Bénéficiaire de l'aide juridictionnelle totale, Madame [F] [U] craint cependant que cette mesure puisse lui être retirée. Cependant, à ce jour, selon une décision du 16 août 2019, cette aide juridictionnelle totale est maintenue de plein droit, Madame [F] [U] étant intimée devant la Cour d'appel.
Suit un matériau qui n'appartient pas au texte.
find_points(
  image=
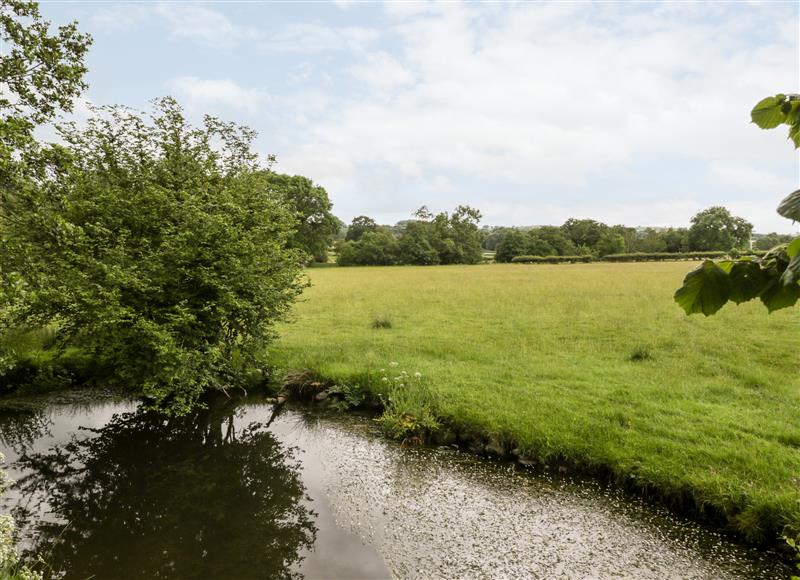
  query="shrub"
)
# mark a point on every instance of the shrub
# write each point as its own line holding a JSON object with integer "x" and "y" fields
{"x": 163, "y": 257}
{"x": 551, "y": 259}
{"x": 662, "y": 256}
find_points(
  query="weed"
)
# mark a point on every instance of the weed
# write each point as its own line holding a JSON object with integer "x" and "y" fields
{"x": 381, "y": 321}
{"x": 641, "y": 353}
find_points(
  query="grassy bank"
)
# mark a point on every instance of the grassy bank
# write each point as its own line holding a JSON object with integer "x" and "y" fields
{"x": 592, "y": 364}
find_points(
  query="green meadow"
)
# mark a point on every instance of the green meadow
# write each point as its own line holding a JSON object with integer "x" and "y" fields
{"x": 589, "y": 365}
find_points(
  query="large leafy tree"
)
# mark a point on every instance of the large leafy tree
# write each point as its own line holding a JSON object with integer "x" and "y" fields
{"x": 42, "y": 71}
{"x": 154, "y": 246}
{"x": 773, "y": 279}
{"x": 359, "y": 226}
{"x": 716, "y": 228}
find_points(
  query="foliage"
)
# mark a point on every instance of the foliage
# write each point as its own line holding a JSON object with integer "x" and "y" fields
{"x": 378, "y": 248}
{"x": 551, "y": 259}
{"x": 774, "y": 278}
{"x": 316, "y": 226}
{"x": 430, "y": 239}
{"x": 514, "y": 243}
{"x": 770, "y": 240}
{"x": 662, "y": 256}
{"x": 415, "y": 245}
{"x": 41, "y": 72}
{"x": 408, "y": 406}
{"x": 359, "y": 226}
{"x": 716, "y": 229}
{"x": 160, "y": 255}
{"x": 781, "y": 109}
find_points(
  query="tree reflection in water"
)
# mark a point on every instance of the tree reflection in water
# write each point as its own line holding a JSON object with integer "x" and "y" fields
{"x": 170, "y": 497}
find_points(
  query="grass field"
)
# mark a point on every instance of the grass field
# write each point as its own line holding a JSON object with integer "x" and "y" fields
{"x": 542, "y": 355}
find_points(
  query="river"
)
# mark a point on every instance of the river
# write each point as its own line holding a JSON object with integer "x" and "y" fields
{"x": 236, "y": 491}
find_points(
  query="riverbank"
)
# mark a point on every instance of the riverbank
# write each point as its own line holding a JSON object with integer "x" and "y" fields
{"x": 589, "y": 367}
{"x": 313, "y": 493}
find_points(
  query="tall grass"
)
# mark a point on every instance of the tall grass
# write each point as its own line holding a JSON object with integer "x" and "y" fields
{"x": 552, "y": 358}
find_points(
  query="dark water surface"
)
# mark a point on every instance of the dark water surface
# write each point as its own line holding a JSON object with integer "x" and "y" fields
{"x": 106, "y": 491}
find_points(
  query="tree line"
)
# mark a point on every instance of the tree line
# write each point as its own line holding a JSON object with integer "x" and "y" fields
{"x": 456, "y": 239}
{"x": 442, "y": 238}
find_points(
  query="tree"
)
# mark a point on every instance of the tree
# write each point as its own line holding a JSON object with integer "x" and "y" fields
{"x": 163, "y": 257}
{"x": 41, "y": 72}
{"x": 415, "y": 245}
{"x": 770, "y": 240}
{"x": 379, "y": 248}
{"x": 773, "y": 279}
{"x": 514, "y": 244}
{"x": 584, "y": 232}
{"x": 359, "y": 226}
{"x": 609, "y": 243}
{"x": 316, "y": 226}
{"x": 716, "y": 229}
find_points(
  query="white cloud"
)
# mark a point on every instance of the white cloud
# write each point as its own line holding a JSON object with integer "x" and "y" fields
{"x": 565, "y": 95}
{"x": 312, "y": 38}
{"x": 381, "y": 71}
{"x": 183, "y": 20}
{"x": 745, "y": 176}
{"x": 200, "y": 93}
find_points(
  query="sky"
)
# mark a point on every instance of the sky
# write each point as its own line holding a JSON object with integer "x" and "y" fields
{"x": 532, "y": 112}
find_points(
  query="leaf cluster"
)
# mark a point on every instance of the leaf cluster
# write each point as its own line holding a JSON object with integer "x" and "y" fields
{"x": 154, "y": 246}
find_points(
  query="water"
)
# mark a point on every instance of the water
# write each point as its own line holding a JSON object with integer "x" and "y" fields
{"x": 106, "y": 491}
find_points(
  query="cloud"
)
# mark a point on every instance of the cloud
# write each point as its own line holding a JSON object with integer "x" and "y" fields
{"x": 195, "y": 22}
{"x": 312, "y": 38}
{"x": 745, "y": 176}
{"x": 564, "y": 96}
{"x": 202, "y": 93}
{"x": 381, "y": 71}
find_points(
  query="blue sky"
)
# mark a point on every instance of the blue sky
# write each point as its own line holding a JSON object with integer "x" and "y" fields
{"x": 531, "y": 112}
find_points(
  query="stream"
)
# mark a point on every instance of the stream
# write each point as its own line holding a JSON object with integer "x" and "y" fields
{"x": 235, "y": 491}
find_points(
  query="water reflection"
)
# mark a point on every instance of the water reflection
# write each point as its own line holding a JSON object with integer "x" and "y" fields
{"x": 149, "y": 496}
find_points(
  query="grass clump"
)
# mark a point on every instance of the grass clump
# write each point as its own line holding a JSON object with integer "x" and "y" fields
{"x": 408, "y": 407}
{"x": 542, "y": 355}
{"x": 641, "y": 353}
{"x": 381, "y": 321}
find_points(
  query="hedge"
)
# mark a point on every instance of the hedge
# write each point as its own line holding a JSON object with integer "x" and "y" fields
{"x": 633, "y": 257}
{"x": 550, "y": 259}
En considération de cet élément, sa demande sera rejetée.
Les dépens d'appel seront partagés par moitié entre les parties.
PAR CES MOTIFS
La Cour, statuant publiquement, après débats en chambre du Conseil, contradictoirement et en dernier ressort, après en avoir délibéré conformément à la Loi,
Déclare recevable l'appel limité interjeté par Monsieur [D] [J] ;
Déboute Monsieur [D] [J] de sa demande de rabat de l'ordonnance de clôture datée du 22 septembre 2020 et écarte les écritures et pièces communiquées par les parties postérieurement à cette date ;
Statuant dans les limites de sa saisine et de l'effet dévolutif qui y est attaché ;
Déclare irrecevables les demandes de Monsieur [D] [J] aux fins d'instauration d'une résidence alternée, et de diminution de sa contribution à l'entretien des enfants communs;
Infirme partiellement le jugement rendu le 19 avril 2019 par le Juge aux Affaires Familiales de TARBES en ce qu'il a condamné Monsieur [D] [J] à verser à Madame [F] [U] à titre de prestation compensatoire la somme en capital de 25.000 euros;
Statuant à nouveau,
Condamne Monsieur [D] [J] à verser à Madame [F] [U] la somme en capital de 42.000 € à titre de prestation compensatoire ;
Confirme la décision entreprise pour le surplus ;
Y ajoutant,
Déboute Madame [F] [U] de sa demande formulée au titre de l'article 700 du code de procédure civile ;
Déboute les parties du surplus de leurs demandes ;
Dit que les dépens d'appel seront partagés par moitié entre les parties, étant précisé que Madame [F] [U] bénéficie du maintien de l'aide juridictionnelle totale accordée en première instance ;
Arrêt signé par François CERTNER, Président et Julie BARREAU, Greffière auquel la minute de la décision a été remise par le magistrat signataire.